Optimizing SQL Strategies
How many of you have come across SQL code that, for whatever reason, wasn’t written as good as it could have been? I’m not talking about going into the inner workings of your database’s engine and milking every possibly nanosecond off the execution plan.
I’m talking about code where you see something more like the following. This code represents about half the update statements (the other half left out for brevity). The stg1Table table being updated had several million records with no indexes. Can anyone guess before reading any further why my jaw dropped when I saw this?
-- beginning of the updates UPDATE stg1Table SET AccType = 'RE' WHERE CHARINDEX('Romeo', CatchPhrase) > 0 UPDATE stg1Table SET AccType = 'TL' WHERE CHARINDEX('Tango', CatchPhrase) > 0 UPDATE stg1Table SET AccType = 'VA' WHERE CHARINDEX('Victor', CatchPhrase) > 0 UPDATE stg1Table SET AccType = 'WC' WHERE CHARINDEX('Whiskey', CatchPhrase) > 0 UPDATE Stg1Table SET AccType = 'BT' WHERE CHARINDEX('Bravo', CatchPhrase) > 0 UPDATE Stg1Table SET AccType = 'SC' WHERE CHARINDEX('Sierra', CatchPhrase) > 0 UPDATE Stg1Table SET AccType = 'EC' WHERE CHARINDEX('Echo', CatchPhrase) > 0 -- : more similar updates omitted for brevity -- : This was unbelieveable!
I constantly come across SQL code where performance is obviously not considered. So that’s when this curious consultant decided to document some basic Optimization SQL Strategies in hopes of helping some SQL coders “lift their game”.
With that, here we go in no particular order:
Whenever possible, DELETE first, UPDATE second, INSERT third
I came across a stored procedure that was operating on a table with approximately 26 columns and several million records. There was no index on the table other than the primary key which was just an IDENTITY column. The stored procedure was run approximately once per week. With each run, here’s what it was coded to do:
- INSERT several thousand records marking them as “new”.

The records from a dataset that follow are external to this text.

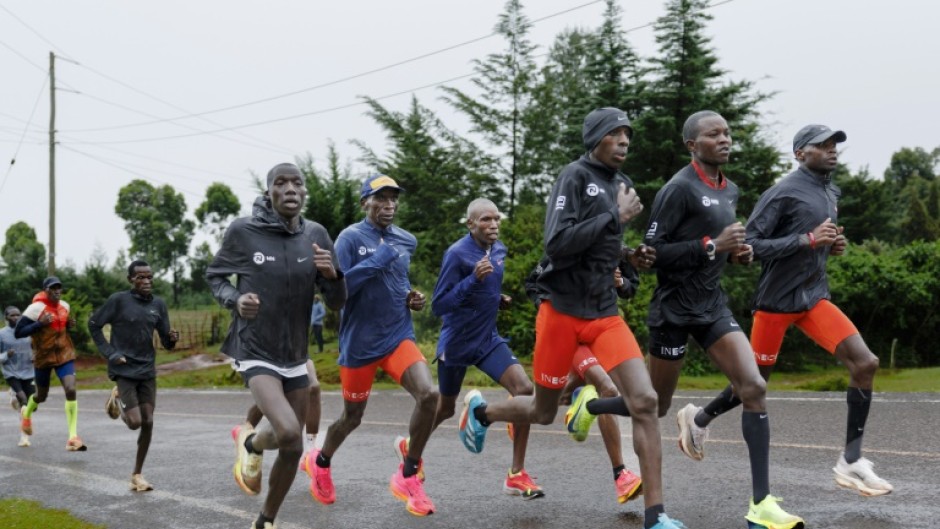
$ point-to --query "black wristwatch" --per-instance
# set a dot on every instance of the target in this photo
(710, 249)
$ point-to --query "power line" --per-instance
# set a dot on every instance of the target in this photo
(336, 81)
(16, 152)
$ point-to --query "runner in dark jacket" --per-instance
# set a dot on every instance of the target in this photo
(133, 316)
(694, 229)
(280, 261)
(794, 230)
(589, 207)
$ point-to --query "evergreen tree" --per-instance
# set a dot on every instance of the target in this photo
(503, 112)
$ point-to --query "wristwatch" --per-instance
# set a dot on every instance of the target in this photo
(710, 249)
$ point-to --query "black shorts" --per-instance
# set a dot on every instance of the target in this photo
(136, 392)
(669, 342)
(289, 384)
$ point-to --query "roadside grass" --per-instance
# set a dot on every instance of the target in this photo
(18, 513)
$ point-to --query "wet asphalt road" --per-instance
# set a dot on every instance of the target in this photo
(192, 454)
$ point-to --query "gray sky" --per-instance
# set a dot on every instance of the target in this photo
(864, 67)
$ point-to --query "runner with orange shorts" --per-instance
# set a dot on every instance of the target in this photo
(793, 231)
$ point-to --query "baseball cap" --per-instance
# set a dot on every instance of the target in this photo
(814, 134)
(376, 183)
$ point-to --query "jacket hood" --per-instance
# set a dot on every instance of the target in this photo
(263, 215)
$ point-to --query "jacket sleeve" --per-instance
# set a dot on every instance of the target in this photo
(224, 264)
(333, 290)
(163, 328)
(564, 234)
(531, 281)
(96, 323)
(358, 273)
(763, 223)
(668, 211)
(26, 327)
(452, 289)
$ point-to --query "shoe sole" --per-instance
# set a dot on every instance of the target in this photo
(631, 495)
(404, 498)
(683, 433)
(850, 483)
(512, 491)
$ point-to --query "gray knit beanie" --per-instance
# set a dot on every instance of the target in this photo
(601, 121)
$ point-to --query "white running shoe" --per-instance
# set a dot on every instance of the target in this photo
(860, 476)
(691, 436)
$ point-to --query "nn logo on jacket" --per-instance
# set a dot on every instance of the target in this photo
(260, 258)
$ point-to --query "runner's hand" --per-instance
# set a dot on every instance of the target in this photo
(324, 261)
(248, 305)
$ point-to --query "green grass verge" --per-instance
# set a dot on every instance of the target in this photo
(17, 513)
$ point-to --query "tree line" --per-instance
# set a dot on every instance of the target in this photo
(525, 114)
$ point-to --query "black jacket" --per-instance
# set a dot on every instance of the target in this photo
(583, 236)
(686, 210)
(133, 318)
(275, 263)
(793, 275)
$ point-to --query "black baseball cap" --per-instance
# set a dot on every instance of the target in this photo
(815, 134)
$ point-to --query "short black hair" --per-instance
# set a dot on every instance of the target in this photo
(135, 264)
(690, 130)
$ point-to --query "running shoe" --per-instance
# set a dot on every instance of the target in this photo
(577, 419)
(401, 450)
(860, 476)
(321, 480)
(410, 491)
(139, 484)
(691, 436)
(75, 444)
(472, 433)
(247, 469)
(521, 484)
(26, 423)
(629, 486)
(666, 522)
(113, 408)
(768, 515)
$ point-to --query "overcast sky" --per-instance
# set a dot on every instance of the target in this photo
(868, 68)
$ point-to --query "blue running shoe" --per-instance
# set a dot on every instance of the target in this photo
(472, 433)
(577, 419)
(666, 522)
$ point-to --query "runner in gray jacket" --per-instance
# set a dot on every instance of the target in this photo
(280, 261)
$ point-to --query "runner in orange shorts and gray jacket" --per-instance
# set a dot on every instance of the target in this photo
(793, 231)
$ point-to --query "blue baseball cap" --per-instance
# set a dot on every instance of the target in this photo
(376, 183)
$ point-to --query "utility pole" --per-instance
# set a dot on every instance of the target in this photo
(52, 163)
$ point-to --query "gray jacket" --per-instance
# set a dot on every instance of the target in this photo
(270, 260)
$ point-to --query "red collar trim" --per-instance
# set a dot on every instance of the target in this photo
(723, 182)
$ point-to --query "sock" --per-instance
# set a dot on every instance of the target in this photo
(71, 417)
(859, 401)
(609, 405)
(725, 401)
(480, 413)
(618, 470)
(651, 515)
(251, 447)
(756, 429)
(410, 468)
(262, 519)
(31, 406)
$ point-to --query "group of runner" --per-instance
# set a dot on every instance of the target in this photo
(281, 261)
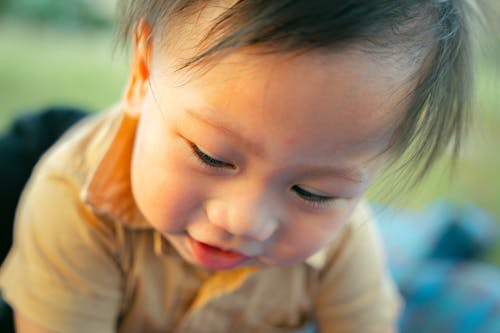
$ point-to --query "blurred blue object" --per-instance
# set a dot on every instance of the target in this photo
(434, 257)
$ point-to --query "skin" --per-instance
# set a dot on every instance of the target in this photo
(279, 125)
(284, 129)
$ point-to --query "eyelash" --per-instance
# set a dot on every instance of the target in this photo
(315, 200)
(208, 160)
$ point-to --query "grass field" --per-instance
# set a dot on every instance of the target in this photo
(42, 66)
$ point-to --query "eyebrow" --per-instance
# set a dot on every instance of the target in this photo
(254, 147)
(354, 175)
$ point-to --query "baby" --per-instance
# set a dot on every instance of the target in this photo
(224, 193)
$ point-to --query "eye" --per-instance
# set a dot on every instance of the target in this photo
(312, 198)
(208, 160)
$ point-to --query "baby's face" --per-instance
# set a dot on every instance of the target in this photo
(262, 159)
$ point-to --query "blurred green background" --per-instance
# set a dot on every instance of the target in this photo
(61, 52)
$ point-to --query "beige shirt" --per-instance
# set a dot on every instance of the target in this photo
(85, 260)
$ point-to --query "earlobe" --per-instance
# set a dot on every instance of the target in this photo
(137, 86)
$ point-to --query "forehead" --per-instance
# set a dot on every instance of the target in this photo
(344, 100)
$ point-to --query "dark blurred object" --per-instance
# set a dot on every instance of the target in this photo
(434, 255)
(21, 146)
(6, 318)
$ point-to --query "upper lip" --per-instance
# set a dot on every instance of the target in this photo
(223, 248)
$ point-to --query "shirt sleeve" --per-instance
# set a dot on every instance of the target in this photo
(62, 272)
(356, 292)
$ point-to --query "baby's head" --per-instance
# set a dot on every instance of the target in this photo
(262, 123)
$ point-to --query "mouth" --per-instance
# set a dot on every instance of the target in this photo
(214, 257)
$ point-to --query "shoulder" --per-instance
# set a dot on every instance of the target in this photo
(355, 289)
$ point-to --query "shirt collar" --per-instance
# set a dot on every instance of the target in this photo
(108, 187)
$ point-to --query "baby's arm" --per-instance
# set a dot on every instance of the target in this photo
(62, 273)
(24, 325)
(357, 293)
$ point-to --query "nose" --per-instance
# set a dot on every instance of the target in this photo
(251, 219)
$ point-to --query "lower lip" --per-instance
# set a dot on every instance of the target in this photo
(215, 258)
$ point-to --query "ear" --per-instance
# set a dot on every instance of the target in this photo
(137, 85)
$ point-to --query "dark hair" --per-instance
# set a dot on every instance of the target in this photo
(433, 33)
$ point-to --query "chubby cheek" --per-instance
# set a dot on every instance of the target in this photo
(302, 236)
(164, 190)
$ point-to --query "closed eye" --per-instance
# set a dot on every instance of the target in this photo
(311, 197)
(208, 160)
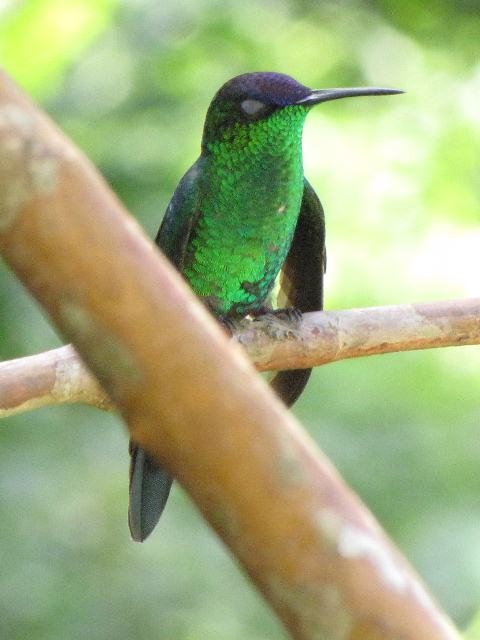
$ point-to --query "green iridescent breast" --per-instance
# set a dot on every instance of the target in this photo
(249, 200)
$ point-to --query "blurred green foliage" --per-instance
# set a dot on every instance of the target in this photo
(400, 181)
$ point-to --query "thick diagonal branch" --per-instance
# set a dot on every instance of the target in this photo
(192, 400)
(59, 376)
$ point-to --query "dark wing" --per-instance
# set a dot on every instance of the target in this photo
(180, 217)
(301, 281)
(149, 483)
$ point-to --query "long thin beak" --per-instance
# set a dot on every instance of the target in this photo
(323, 95)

- DELETE “expired” records
- UPDATE “old” records
The records were mutually exclusive of each other. That is, any records that were “new” wouldn’t be affected by the UPDATE or DELETE operation.

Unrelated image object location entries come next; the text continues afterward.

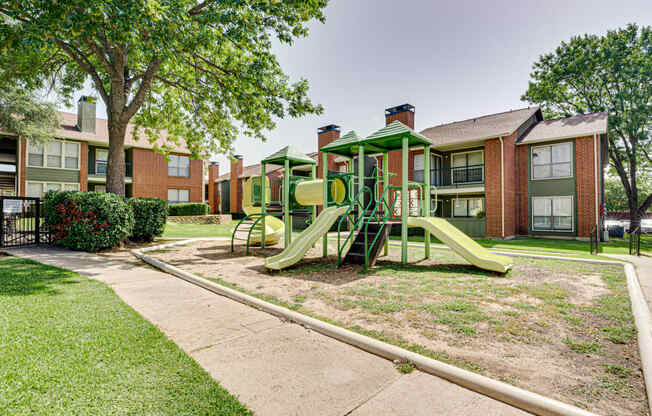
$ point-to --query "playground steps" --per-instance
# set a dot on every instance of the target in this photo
(356, 253)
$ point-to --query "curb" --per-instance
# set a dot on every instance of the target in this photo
(523, 399)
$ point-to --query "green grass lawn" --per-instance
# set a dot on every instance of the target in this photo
(69, 345)
(572, 247)
(174, 230)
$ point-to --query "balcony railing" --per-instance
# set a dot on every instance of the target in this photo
(100, 169)
(462, 175)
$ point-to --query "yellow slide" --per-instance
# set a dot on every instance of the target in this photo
(274, 227)
(462, 244)
(302, 243)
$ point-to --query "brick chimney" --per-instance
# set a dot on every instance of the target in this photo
(326, 135)
(235, 188)
(86, 113)
(213, 173)
(405, 114)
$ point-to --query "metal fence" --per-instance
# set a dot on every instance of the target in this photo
(21, 222)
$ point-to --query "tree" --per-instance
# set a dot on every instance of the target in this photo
(610, 73)
(202, 70)
(25, 115)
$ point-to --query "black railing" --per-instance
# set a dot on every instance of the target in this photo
(460, 175)
(100, 169)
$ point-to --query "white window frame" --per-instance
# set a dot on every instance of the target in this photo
(552, 229)
(572, 161)
(62, 156)
(178, 201)
(422, 155)
(179, 176)
(44, 185)
(484, 208)
(452, 166)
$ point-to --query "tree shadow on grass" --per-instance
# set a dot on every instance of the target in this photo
(22, 277)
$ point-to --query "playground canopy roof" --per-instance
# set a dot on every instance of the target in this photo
(295, 157)
(386, 139)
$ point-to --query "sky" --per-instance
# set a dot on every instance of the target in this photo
(452, 60)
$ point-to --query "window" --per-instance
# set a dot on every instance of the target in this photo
(179, 166)
(553, 161)
(72, 155)
(38, 189)
(54, 154)
(469, 207)
(176, 196)
(419, 167)
(101, 158)
(467, 167)
(35, 154)
(552, 213)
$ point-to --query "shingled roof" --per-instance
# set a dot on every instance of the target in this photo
(563, 128)
(68, 130)
(479, 128)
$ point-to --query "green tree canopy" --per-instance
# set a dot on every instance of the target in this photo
(610, 73)
(26, 115)
(202, 70)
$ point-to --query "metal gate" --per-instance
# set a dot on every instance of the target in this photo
(21, 222)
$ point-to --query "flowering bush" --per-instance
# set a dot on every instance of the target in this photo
(150, 215)
(87, 221)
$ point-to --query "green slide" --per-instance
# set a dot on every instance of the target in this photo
(302, 243)
(462, 244)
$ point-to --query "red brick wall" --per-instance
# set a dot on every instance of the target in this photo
(83, 167)
(213, 173)
(522, 197)
(322, 140)
(493, 224)
(510, 185)
(151, 177)
(585, 178)
(23, 167)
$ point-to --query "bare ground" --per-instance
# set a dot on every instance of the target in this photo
(561, 329)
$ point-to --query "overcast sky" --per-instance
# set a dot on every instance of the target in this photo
(452, 60)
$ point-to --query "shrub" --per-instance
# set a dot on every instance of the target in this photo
(87, 221)
(150, 216)
(189, 208)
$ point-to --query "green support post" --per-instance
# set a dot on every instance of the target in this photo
(361, 179)
(286, 203)
(314, 207)
(263, 201)
(426, 194)
(404, 199)
(386, 197)
(324, 169)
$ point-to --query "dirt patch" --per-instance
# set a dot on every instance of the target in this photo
(561, 329)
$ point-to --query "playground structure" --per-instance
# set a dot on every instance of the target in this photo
(364, 208)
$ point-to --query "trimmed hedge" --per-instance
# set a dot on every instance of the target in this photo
(150, 216)
(88, 221)
(188, 208)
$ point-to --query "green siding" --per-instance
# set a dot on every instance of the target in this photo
(52, 175)
(474, 227)
(552, 187)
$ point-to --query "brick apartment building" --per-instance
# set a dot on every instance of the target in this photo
(499, 176)
(77, 160)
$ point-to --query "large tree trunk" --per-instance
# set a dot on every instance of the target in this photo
(115, 172)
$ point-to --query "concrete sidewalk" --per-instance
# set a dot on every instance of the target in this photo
(276, 368)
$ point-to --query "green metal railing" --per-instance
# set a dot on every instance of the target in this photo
(357, 200)
(382, 220)
(255, 226)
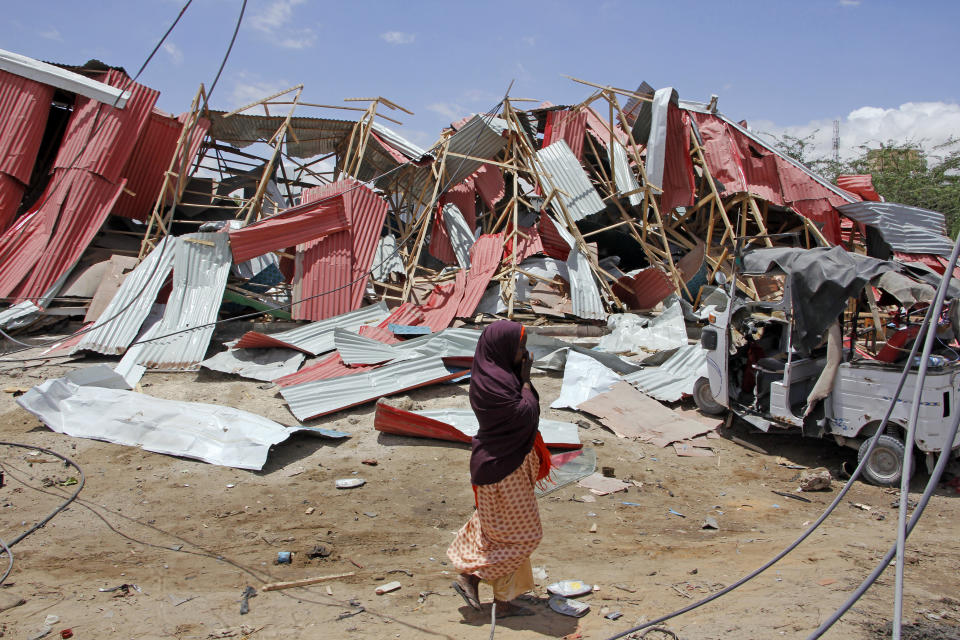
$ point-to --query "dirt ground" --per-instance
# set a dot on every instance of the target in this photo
(191, 536)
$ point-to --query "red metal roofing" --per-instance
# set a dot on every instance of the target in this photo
(441, 306)
(11, 193)
(645, 289)
(365, 211)
(77, 220)
(568, 126)
(147, 165)
(678, 185)
(489, 182)
(331, 366)
(861, 185)
(24, 106)
(294, 226)
(485, 256)
(100, 138)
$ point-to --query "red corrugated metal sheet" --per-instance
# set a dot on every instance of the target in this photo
(568, 126)
(11, 193)
(553, 243)
(645, 289)
(861, 185)
(100, 138)
(24, 106)
(390, 419)
(407, 314)
(485, 256)
(678, 184)
(489, 182)
(365, 211)
(147, 165)
(331, 366)
(294, 226)
(441, 306)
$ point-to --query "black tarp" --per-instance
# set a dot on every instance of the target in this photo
(820, 280)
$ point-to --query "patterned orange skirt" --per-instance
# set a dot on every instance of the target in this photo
(496, 542)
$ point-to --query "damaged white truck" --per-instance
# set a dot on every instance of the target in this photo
(785, 365)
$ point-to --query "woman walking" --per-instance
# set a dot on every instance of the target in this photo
(507, 460)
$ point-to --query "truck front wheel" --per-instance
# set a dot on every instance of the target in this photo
(704, 398)
(885, 465)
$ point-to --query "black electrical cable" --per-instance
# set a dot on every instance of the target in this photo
(489, 115)
(80, 482)
(928, 324)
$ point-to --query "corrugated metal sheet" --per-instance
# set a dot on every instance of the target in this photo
(312, 399)
(331, 366)
(355, 349)
(55, 76)
(675, 377)
(485, 256)
(568, 126)
(100, 138)
(623, 175)
(365, 211)
(317, 337)
(906, 229)
(86, 206)
(145, 169)
(577, 193)
(24, 107)
(123, 317)
(441, 306)
(291, 227)
(201, 265)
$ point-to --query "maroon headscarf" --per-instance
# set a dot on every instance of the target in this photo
(507, 412)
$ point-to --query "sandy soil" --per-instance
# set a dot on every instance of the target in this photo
(192, 536)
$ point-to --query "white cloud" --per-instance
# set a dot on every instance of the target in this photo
(172, 50)
(277, 24)
(926, 123)
(51, 34)
(398, 37)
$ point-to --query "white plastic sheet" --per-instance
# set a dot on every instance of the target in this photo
(583, 378)
(212, 433)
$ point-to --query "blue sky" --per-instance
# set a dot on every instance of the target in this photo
(783, 66)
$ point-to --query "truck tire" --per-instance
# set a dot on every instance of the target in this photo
(704, 398)
(885, 466)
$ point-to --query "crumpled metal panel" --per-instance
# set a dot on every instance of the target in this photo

Ask yourself why this isn’t the best approach. Where is the inefficiency? Answer: in the order of operations.
By INSERTing several thousand new records first, that means the database engine has to search through that many more records to find those to DELETE and UPDATE later. If the INSERT were performed last, that obviously saves the database engine from having to scan through all the potential new records that are being INSERTed.

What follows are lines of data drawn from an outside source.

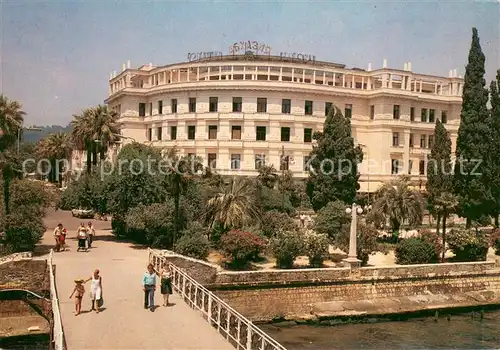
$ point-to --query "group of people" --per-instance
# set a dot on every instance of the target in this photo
(149, 286)
(95, 292)
(85, 235)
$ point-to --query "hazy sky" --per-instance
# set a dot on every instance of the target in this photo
(56, 56)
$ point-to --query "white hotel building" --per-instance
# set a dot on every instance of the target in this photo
(242, 110)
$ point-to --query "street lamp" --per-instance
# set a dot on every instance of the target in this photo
(352, 260)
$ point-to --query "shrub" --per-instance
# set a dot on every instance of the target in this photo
(415, 251)
(366, 243)
(468, 245)
(193, 243)
(316, 247)
(286, 246)
(331, 219)
(241, 246)
(495, 240)
(274, 221)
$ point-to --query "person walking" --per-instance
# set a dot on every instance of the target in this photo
(82, 237)
(96, 290)
(90, 234)
(58, 231)
(166, 283)
(149, 286)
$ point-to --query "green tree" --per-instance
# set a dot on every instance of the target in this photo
(473, 139)
(235, 207)
(56, 148)
(493, 160)
(334, 166)
(398, 203)
(440, 196)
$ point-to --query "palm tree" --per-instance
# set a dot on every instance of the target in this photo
(11, 120)
(399, 203)
(268, 176)
(94, 131)
(235, 207)
(56, 147)
(445, 204)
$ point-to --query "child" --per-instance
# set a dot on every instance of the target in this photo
(78, 292)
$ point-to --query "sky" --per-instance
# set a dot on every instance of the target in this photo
(56, 56)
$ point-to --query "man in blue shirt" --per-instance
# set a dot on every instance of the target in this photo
(149, 286)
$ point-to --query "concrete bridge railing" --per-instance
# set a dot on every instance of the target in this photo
(236, 328)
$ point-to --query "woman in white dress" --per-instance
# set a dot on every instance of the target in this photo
(96, 290)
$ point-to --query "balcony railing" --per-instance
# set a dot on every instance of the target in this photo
(236, 328)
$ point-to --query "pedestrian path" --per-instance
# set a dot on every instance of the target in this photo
(123, 322)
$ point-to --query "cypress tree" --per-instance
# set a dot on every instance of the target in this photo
(493, 157)
(334, 163)
(472, 142)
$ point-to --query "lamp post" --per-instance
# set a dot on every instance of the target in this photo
(352, 260)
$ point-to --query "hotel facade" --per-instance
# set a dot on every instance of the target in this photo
(242, 110)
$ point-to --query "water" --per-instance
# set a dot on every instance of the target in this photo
(460, 332)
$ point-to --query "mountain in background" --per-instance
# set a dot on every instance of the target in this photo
(35, 136)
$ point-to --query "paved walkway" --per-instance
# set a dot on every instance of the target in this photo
(123, 323)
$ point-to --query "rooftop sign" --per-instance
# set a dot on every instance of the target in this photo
(250, 46)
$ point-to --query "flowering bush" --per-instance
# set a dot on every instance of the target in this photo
(415, 251)
(241, 246)
(495, 240)
(468, 245)
(316, 247)
(286, 246)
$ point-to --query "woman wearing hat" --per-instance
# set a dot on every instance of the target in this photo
(78, 291)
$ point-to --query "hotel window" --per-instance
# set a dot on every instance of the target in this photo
(261, 105)
(142, 109)
(286, 106)
(173, 103)
(328, 107)
(348, 111)
(213, 104)
(306, 161)
(421, 167)
(394, 166)
(236, 132)
(235, 161)
(237, 104)
(423, 141)
(308, 108)
(423, 115)
(432, 114)
(212, 132)
(444, 117)
(192, 105)
(307, 135)
(285, 134)
(395, 112)
(284, 162)
(260, 133)
(260, 161)
(212, 160)
(395, 139)
(191, 132)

Therefore, you should always DELETE first whenever possible as this will present the database engine with less records to search when performing subsequent UPDATEs.
Next, UPDATE current records before performing an INSERT whenever possible because again, that’s less records the database will have to scan through.
Finally, perform your INSERT last whenever possible.
Use @TableVars for small amounts of table data instead of #temp tables
They’re small. Fast. Require zero disk I/O.
Here’s the perfect example I came across in numerous stored procedures for one client:
CREATE TABLE #DaysOfWeek ( [Day] char(3) ) INSERT INTO #DaysOfWeek([Day]) VALUES ('Sun'),('Tue'),('Fri') -- -- a few queries with joins on #DaysOfWeek -- DROP TABLE #DaysOfWeek
I promptly modified the code as follows, which actually increased the overall stored procedure runtime performance:
-- Replaced the #table with @table! Why waste time on -- disk I/O for 3 records?? Seriously! DECLARE @DaysOfWeek TABLE ( [Day] char(3) ) INSERT INTO @DaysOfWeek([Day]) VALUES ('Sun'),('Tue'),('Fri')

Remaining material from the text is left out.